The Times, 21 April 2009
A potential rift within the Church of Scotland over gay relationships emerged yesterday after the Church's house magazine backed civil partnerships and openly gay ministers.
Accusing religious traditionalists of selectively quoting the Bible to support their attacks on homosexual relations, the editorial in Life And Work urged the Kirk to show strong leadership on an issue that has threatened to split the Church of England and could prove just as divisive in Scotland.
The article, which was written by the magazine's editor, Muriel Armstrong, comes ahead of next month's General Assembly in Edinburgh and has been timed to influence a key debate on whether openly homosexual ministers can be appointed to the Church.
Ms Armstrong rounds on the "selective literalists" who use parts of the Bible to bolster their own views but ignore other parts that undermine them. She says that these commentators "presumably no longer accept biblical teaching on sexual matters such as polygamy and sex with slaves" but are happy to quote Leviticus 18:22 on homosexuality: "Thou shalt not lie with mankind, as with womankind: it is abomination." The Church said yesterday that the magazine was editorially independent.
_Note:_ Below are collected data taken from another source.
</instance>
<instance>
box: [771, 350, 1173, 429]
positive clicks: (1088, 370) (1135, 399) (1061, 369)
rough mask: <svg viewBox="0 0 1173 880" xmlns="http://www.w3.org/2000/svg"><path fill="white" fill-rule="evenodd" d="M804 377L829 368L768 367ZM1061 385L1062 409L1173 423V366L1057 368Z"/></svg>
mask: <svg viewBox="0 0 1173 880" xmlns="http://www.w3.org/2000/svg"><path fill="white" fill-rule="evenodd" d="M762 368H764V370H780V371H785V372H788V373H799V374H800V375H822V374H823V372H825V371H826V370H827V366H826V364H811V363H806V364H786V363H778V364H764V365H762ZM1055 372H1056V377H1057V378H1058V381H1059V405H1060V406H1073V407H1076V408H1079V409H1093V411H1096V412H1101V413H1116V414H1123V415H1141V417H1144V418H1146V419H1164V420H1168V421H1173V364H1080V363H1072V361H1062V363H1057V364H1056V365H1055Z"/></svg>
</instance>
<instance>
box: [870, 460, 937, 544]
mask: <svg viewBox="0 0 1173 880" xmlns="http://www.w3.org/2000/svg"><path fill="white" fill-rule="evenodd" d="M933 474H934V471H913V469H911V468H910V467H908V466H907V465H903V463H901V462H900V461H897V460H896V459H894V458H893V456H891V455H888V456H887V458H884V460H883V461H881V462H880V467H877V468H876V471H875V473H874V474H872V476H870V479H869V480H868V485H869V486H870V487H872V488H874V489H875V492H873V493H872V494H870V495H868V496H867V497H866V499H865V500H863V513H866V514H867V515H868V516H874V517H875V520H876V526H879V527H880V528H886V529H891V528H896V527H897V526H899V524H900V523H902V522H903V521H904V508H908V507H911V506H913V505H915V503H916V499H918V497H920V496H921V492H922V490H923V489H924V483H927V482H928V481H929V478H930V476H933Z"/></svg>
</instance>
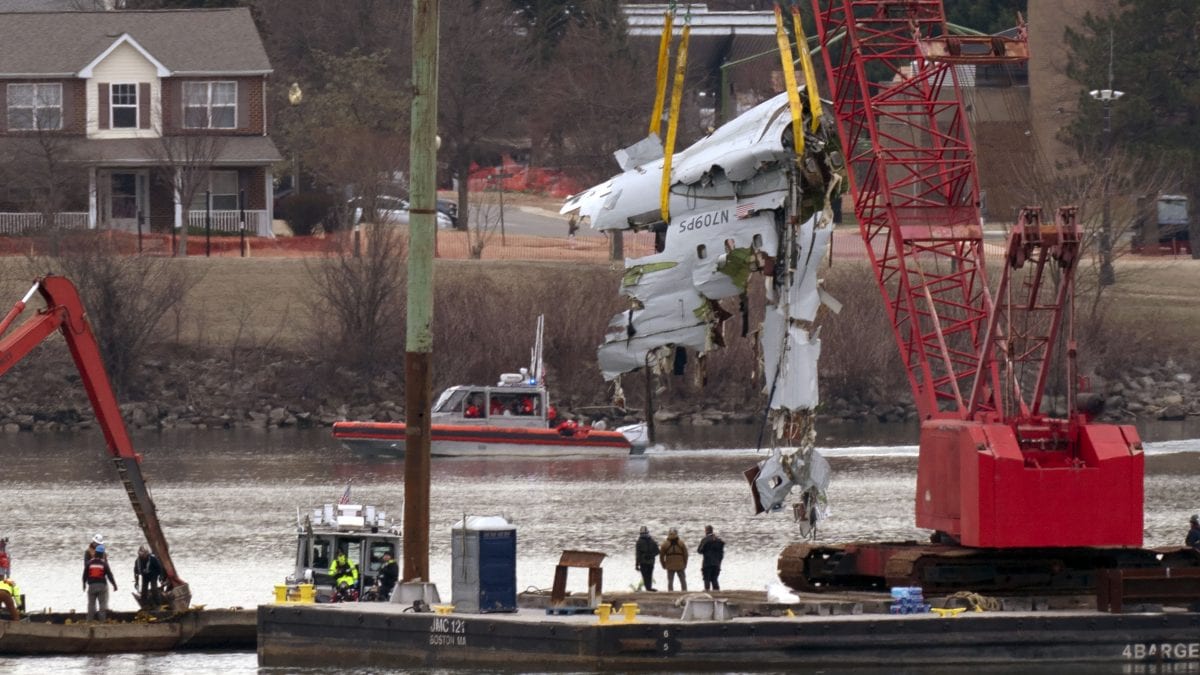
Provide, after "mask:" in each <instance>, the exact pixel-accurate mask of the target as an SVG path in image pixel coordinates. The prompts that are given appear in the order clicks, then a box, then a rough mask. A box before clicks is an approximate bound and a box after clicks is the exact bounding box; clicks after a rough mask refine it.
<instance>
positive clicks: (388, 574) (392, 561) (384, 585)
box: [379, 552, 400, 602]
mask: <svg viewBox="0 0 1200 675" xmlns="http://www.w3.org/2000/svg"><path fill="white" fill-rule="evenodd" d="M398 580H400V566H398V565H397V563H396V560H395V558H394V557H391V554H390V552H386V554H383V565H382V566H380V567H379V599H380V601H383V602H388V599H390V598H391V591H392V589H395V587H396V581H398Z"/></svg>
"It is not the voice of the Church of Scotland, which is not trying to steer debate on this important issue," the Rev Angus Morrison, convenor of the council of mission and discipleship said. He added that he had already received "a couple" of e-mails expressing concern that the magazine was interfering in the "due process" of the Church.
Senior figures within the Church fear that the issue of gay partnerships could prove as damaging for the Presbyterian ministry as the row that has split the Anglican Church.
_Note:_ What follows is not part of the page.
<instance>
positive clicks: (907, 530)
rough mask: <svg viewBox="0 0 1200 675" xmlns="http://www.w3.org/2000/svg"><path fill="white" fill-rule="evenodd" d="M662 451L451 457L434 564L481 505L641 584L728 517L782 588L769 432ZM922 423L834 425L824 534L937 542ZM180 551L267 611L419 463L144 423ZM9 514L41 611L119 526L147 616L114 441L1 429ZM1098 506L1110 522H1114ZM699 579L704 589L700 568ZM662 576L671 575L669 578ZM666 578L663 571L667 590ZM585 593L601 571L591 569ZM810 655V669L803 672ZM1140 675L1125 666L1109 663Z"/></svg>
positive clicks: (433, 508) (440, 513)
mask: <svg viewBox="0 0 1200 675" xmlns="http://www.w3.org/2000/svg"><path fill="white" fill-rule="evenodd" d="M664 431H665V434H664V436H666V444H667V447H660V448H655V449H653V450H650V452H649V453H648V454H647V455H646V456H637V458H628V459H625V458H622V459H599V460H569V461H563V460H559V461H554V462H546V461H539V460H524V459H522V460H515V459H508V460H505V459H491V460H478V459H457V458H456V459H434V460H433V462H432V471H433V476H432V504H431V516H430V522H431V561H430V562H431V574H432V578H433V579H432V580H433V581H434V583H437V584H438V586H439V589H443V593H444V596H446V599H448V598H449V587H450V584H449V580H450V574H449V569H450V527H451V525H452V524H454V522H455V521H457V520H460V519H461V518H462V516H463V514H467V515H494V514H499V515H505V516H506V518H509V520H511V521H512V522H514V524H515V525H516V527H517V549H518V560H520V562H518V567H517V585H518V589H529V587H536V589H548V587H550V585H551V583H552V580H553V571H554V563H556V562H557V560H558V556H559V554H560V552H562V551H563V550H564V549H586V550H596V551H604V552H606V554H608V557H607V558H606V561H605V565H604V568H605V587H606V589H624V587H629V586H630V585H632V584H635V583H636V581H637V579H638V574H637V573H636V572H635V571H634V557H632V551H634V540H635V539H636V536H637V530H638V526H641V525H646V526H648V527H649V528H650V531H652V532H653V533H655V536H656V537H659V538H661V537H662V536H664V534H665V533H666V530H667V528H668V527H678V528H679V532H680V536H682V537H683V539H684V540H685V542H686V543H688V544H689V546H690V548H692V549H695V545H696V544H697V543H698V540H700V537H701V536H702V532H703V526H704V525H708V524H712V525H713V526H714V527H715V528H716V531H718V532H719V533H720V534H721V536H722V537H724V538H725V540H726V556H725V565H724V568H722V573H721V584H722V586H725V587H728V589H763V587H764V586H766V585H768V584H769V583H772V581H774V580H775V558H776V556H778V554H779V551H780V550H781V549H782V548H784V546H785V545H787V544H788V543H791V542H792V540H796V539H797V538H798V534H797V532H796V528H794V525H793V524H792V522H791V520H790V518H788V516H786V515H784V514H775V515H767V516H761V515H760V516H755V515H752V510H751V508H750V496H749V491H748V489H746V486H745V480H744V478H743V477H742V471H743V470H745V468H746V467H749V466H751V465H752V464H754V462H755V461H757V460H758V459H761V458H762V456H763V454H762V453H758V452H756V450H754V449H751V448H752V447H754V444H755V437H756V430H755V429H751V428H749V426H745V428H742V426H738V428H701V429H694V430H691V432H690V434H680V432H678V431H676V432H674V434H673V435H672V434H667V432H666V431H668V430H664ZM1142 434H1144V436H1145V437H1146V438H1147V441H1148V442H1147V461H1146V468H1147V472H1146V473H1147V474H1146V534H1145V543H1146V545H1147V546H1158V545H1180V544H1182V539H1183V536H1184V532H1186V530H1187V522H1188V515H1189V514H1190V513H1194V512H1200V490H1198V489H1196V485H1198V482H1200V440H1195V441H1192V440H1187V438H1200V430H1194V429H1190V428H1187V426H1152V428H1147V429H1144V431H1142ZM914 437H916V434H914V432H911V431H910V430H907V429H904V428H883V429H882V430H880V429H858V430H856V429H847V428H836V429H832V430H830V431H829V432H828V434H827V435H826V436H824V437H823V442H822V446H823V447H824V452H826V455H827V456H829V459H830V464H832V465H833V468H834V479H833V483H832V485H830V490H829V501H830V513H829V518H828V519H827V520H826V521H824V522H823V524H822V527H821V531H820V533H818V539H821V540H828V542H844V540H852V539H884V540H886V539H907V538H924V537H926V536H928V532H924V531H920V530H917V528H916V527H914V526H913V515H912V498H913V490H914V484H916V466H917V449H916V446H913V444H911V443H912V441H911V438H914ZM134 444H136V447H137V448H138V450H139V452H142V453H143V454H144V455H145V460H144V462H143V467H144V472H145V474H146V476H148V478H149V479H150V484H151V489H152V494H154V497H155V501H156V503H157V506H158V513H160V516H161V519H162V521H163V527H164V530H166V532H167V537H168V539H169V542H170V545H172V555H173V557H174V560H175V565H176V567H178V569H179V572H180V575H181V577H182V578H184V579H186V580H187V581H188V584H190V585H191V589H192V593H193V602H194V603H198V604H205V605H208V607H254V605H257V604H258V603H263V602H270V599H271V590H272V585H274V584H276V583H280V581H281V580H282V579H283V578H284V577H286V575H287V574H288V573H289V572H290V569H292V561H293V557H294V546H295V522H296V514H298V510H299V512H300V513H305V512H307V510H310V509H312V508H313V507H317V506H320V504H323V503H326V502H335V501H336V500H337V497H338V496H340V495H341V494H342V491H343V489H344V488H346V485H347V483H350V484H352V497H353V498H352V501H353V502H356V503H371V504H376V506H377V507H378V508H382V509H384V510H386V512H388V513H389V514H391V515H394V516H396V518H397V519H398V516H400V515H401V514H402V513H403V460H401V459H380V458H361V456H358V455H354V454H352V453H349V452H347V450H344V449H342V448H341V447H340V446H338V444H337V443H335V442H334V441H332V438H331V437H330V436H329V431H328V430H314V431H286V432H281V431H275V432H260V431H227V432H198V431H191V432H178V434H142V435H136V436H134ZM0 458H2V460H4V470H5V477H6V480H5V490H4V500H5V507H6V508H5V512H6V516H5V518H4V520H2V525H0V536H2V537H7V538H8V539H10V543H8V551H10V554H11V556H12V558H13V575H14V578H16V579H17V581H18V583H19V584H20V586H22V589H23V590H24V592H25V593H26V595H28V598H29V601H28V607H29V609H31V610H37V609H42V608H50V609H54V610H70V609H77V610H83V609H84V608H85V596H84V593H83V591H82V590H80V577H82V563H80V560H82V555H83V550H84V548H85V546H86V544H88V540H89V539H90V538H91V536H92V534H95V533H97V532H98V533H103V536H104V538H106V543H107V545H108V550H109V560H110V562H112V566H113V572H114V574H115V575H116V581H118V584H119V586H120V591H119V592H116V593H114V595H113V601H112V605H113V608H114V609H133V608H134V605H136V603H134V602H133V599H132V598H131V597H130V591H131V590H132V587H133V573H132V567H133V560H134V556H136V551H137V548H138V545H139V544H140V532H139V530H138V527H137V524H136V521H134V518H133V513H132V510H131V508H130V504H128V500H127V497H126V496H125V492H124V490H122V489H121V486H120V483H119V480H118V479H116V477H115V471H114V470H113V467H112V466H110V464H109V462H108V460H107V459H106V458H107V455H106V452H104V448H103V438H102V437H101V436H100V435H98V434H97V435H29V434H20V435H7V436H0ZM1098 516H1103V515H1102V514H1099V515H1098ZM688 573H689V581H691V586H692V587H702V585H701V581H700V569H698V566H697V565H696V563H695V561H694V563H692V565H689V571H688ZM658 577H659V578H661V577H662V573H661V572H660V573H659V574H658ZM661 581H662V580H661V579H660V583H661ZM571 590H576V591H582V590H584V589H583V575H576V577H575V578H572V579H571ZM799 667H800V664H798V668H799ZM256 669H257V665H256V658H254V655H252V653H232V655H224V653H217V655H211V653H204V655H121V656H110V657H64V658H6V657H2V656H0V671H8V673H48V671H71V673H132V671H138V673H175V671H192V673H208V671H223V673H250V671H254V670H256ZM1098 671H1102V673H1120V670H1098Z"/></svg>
A minority in the Presbytery of Aberdeen has already challenged the appointment of an openly gay minister, the Rev Scott Rennie, to Queen's Cross Church in the city.
They have appealed to the Commission of the General Assembly, with a final decision on the matter to be made next month.
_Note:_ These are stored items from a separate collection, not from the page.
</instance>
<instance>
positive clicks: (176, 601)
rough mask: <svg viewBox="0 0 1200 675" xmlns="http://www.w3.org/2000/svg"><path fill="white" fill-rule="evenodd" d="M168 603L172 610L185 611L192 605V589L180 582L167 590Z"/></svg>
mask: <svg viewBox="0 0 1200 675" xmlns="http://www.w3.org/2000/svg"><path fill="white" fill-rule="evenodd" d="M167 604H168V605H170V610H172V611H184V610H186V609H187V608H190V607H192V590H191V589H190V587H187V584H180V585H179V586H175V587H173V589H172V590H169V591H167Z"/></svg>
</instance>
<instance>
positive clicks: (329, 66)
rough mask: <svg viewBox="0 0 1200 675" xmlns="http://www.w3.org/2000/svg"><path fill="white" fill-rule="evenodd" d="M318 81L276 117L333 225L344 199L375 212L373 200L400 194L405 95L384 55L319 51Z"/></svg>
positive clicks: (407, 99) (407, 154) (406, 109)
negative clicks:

In her editorial Ms Armstrong also champions the right of gay ministers to serve in the Church. She said said that two years ago the Church had effectively shelved its decision on the issue and that the moment had come to challenge those who use the "familiar arguments" of tradition, orthodoxy and the "plain meaning of scripture".
"The question of the integrity of a relationship didn't enter the [traditionalists'] argument. It has been suggested that if the Kirk stuck its neck out on this one it would upset other churches that are still in a reflective no man's land on this issue. Isn't it time for leadership? "What is clear to the lay-person is that not everything Biblical is Christlike.
Every student of the Bible is a selective literalist. Those who swear by the anti-homosexual laws in the Book of Leviticus wouldn't publicly advocate slavery or stoning women taken in adultery. They presumably no longer accept Biblical teaching on sexual matters such as polygamy and sex with slaves.
"And yet there are many who continue to be bound by a few Biblical verses — none of them in the Gospels — about homosexuality, nowadays understood as a matter of genetics rather than lifestyle." The debate on gays in the Church will involve members from every Presbytery, drawn from Scotland and overseas. It is likely to polarise opinion, just as it has in other Churches.
The Rev Lindsay Biddle, chaplain of Affirmation Scotland, a pro-gay group, said: "This is about lifting the veil and saying, 'We include you' to people inside and outside the Church, regardless of sexual orientation. We are catching up the rest of society. I know people whose sexuality is accepted everywhere they go — the only place where their orientation is a problem is within the Church."